More importantly, with the Niners expected to part ways with Alex Smith, Colin Kaepernick will get a chance to prove himself in a full season. The prospect of 16 games of Kaepernick and the read-option surely has defensive coordinators around the league losing sleep already. Of course, the possibility exists that all those sleepless nights will be spent coming up with ways to stop Kaepernick and that he may struggle as opposing defenses smarten up and learn how to stop him.
San Francisco’s offense has the potential to be one of the league’s best next season. Frank Gore is coming off one of the best seasons of his career, though he will turn 30 (that magical age at which running backs start to decline) in May. Should the Niners want to limit his carries, Kendall Hunter and LaMichael James provide great alternatives. During his days at Oregon, James showed that he is a truly explosive player, capable of breaking a big play at any moment.

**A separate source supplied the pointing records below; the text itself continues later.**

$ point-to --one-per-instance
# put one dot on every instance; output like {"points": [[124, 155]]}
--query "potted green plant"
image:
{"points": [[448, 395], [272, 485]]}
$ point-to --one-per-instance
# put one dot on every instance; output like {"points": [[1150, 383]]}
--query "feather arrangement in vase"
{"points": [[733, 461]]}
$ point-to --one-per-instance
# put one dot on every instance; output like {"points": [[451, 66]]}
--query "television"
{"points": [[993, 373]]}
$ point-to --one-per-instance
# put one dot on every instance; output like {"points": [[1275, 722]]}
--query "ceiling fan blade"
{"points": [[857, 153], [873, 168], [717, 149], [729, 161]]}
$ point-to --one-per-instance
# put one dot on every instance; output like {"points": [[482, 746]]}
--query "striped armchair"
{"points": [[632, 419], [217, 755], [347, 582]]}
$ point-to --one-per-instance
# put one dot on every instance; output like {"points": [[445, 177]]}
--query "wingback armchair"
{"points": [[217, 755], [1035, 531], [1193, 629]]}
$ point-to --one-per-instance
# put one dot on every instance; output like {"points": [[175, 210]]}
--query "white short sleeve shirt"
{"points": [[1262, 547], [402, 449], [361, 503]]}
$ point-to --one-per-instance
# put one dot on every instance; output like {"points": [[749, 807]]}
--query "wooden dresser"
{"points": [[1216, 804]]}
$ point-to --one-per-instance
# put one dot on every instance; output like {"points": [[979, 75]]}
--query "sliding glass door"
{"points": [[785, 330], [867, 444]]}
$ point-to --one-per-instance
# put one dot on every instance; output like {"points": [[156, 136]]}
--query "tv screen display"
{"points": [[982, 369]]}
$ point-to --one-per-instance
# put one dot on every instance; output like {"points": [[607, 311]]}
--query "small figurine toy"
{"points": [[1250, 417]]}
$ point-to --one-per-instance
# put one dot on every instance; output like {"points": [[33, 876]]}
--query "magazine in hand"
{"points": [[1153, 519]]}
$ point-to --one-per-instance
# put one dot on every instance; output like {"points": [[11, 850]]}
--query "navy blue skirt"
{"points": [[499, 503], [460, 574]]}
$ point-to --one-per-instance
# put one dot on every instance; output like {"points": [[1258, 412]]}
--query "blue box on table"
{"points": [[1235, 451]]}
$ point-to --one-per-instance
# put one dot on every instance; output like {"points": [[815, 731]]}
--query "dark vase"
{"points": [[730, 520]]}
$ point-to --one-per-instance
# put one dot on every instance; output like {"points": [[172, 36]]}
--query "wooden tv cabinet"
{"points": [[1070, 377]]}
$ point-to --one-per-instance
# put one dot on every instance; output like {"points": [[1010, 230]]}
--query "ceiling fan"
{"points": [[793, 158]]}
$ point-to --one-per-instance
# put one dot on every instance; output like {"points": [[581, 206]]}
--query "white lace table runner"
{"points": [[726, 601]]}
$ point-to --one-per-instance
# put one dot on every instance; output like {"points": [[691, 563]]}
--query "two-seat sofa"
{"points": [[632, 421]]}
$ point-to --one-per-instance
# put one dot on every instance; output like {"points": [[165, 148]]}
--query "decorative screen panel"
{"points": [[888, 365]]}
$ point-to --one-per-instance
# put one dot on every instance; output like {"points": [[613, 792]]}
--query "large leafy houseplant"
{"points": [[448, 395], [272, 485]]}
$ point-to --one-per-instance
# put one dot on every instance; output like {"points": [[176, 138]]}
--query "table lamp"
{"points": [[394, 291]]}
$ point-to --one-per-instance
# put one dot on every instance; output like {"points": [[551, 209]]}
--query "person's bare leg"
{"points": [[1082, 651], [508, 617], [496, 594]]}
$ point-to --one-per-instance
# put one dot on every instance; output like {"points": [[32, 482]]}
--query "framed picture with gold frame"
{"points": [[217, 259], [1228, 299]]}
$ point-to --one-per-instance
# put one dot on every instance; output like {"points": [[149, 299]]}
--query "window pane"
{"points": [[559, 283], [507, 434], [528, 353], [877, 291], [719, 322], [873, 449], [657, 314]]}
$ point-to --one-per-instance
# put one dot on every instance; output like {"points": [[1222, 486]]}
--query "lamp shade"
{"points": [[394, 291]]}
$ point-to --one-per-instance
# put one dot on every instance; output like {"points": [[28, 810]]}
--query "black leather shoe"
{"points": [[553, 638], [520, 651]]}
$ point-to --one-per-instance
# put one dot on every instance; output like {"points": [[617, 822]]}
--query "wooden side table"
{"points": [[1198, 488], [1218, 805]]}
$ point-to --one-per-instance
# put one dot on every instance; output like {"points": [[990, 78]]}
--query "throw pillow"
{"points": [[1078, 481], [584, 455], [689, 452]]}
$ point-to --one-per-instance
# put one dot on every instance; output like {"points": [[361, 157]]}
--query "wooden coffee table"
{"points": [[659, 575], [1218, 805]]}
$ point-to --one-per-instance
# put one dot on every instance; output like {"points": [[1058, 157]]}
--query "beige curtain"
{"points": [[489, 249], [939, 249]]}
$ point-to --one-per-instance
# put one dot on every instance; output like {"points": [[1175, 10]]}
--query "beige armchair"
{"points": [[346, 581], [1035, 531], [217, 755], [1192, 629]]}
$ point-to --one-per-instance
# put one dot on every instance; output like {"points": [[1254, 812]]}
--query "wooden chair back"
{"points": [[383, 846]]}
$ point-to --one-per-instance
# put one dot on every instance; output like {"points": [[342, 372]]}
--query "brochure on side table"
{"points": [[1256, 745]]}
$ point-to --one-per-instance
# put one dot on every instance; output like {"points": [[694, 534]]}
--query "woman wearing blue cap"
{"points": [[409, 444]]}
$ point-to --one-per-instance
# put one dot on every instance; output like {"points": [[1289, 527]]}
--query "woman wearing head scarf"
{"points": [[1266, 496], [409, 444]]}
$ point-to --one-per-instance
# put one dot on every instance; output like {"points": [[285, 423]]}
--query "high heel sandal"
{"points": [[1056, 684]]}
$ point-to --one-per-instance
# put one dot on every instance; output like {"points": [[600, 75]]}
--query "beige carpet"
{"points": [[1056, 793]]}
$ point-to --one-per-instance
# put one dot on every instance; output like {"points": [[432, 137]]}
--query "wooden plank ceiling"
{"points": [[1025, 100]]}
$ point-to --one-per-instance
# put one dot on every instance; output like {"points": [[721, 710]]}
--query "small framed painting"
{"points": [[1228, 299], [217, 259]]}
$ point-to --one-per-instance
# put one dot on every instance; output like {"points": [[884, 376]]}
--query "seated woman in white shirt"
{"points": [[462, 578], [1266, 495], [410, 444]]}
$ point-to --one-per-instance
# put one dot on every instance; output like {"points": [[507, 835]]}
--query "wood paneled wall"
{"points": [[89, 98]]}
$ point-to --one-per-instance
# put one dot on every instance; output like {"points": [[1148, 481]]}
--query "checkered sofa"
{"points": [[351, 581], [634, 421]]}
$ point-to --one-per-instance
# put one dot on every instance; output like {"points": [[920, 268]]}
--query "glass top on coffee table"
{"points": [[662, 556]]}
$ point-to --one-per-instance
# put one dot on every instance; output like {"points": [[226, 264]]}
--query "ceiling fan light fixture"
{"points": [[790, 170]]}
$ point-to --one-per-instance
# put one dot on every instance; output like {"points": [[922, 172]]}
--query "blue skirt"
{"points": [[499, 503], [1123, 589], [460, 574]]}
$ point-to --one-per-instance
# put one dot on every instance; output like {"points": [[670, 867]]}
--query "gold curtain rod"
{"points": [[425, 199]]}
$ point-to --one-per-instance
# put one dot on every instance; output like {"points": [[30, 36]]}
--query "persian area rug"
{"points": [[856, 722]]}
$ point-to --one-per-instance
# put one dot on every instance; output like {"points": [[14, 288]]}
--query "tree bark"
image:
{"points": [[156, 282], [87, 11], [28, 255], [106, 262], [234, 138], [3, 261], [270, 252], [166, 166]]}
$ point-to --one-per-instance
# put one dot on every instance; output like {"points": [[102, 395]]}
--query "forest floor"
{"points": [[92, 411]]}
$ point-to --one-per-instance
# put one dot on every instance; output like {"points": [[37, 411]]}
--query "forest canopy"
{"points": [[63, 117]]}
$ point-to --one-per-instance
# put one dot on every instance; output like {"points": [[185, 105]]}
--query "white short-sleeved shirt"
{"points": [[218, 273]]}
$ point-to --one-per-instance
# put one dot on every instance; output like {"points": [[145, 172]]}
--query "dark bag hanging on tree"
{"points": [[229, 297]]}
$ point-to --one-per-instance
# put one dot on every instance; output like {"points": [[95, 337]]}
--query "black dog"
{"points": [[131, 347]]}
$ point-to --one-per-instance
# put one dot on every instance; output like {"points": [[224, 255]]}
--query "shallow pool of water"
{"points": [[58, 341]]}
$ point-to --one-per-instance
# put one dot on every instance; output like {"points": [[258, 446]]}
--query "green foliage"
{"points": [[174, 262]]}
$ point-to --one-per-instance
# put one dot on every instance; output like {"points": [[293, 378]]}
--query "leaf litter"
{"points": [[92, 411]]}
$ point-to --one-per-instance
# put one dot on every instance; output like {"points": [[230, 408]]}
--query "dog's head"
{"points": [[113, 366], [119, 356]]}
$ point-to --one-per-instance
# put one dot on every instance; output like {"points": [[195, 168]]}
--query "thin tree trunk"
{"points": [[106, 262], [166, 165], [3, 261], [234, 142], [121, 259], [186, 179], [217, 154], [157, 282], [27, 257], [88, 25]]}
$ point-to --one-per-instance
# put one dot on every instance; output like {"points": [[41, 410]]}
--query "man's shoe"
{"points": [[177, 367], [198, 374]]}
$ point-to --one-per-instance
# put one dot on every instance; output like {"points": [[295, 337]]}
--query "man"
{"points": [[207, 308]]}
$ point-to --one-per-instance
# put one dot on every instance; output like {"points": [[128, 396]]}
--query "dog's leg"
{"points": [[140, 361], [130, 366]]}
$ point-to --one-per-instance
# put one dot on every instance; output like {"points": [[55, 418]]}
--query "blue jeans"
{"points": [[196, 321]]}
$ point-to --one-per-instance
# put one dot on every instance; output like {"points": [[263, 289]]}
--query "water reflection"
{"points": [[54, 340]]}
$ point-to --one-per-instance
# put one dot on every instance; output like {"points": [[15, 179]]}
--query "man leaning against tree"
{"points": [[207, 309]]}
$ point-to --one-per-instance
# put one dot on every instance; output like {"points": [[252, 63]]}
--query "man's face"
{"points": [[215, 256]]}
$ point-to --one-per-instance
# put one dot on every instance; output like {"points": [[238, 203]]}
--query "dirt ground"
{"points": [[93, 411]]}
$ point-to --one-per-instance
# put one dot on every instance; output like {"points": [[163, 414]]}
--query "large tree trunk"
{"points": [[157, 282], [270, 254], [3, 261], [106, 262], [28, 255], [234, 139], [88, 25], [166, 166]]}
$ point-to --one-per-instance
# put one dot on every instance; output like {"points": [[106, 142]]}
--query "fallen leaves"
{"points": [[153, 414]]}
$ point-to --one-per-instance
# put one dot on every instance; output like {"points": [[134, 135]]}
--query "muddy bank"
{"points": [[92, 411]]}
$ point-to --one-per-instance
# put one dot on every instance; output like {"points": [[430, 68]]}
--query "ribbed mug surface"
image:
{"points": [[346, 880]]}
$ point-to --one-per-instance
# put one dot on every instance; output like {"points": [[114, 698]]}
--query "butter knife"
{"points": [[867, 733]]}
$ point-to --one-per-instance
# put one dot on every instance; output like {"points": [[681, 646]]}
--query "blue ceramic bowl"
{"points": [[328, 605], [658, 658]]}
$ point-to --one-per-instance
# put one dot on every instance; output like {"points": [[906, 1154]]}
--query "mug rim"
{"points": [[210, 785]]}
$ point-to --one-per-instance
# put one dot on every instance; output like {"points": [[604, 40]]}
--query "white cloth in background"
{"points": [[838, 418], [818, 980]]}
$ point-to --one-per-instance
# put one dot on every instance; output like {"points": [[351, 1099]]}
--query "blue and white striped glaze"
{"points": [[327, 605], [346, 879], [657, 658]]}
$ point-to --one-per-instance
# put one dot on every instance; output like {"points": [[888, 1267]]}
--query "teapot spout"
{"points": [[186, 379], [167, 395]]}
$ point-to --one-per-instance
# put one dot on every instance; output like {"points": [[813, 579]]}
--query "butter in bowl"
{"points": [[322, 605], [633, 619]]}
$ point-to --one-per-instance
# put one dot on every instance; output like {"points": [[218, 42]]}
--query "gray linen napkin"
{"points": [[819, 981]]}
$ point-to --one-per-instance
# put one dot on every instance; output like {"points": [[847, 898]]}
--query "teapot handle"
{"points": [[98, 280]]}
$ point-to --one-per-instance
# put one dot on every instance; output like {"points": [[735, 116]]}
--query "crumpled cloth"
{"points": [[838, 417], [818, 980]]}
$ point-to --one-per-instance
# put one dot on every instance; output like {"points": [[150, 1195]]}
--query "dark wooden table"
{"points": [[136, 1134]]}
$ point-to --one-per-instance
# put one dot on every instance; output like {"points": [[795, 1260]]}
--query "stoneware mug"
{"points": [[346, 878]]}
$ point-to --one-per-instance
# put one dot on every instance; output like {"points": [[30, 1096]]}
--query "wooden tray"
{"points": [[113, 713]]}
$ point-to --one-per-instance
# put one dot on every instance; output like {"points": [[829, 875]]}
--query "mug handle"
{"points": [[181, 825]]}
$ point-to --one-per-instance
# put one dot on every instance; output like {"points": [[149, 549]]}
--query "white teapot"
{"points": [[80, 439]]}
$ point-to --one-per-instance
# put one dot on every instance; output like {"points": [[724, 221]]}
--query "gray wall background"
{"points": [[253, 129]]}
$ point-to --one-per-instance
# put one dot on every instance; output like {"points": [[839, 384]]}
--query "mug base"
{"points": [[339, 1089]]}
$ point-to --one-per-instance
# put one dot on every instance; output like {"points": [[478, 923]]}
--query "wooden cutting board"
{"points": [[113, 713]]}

While the Niners offense still has much to prove, the defense has already cemented itself as a real force. San Francisco allowed the third-fewest yards against in the NFL this season. Patrick Willis is probably the best linebacker in football, Aldon Smith is as fearsome a pass rusher as you will see and Dashon Goldson is one of the league’s most underrated safeties.
Sometimes it’s better to lose a Super Bowl than to win it. Winning can bring complacency; losing brings the hunger to get another shot.
“It’s tough getting shoved off the field, watching another team celebrate, walking away with your goal,” 49ers safety Donte Whitner told the San Fransisco Chronicle. “We’ll get better from this, and we will be back.”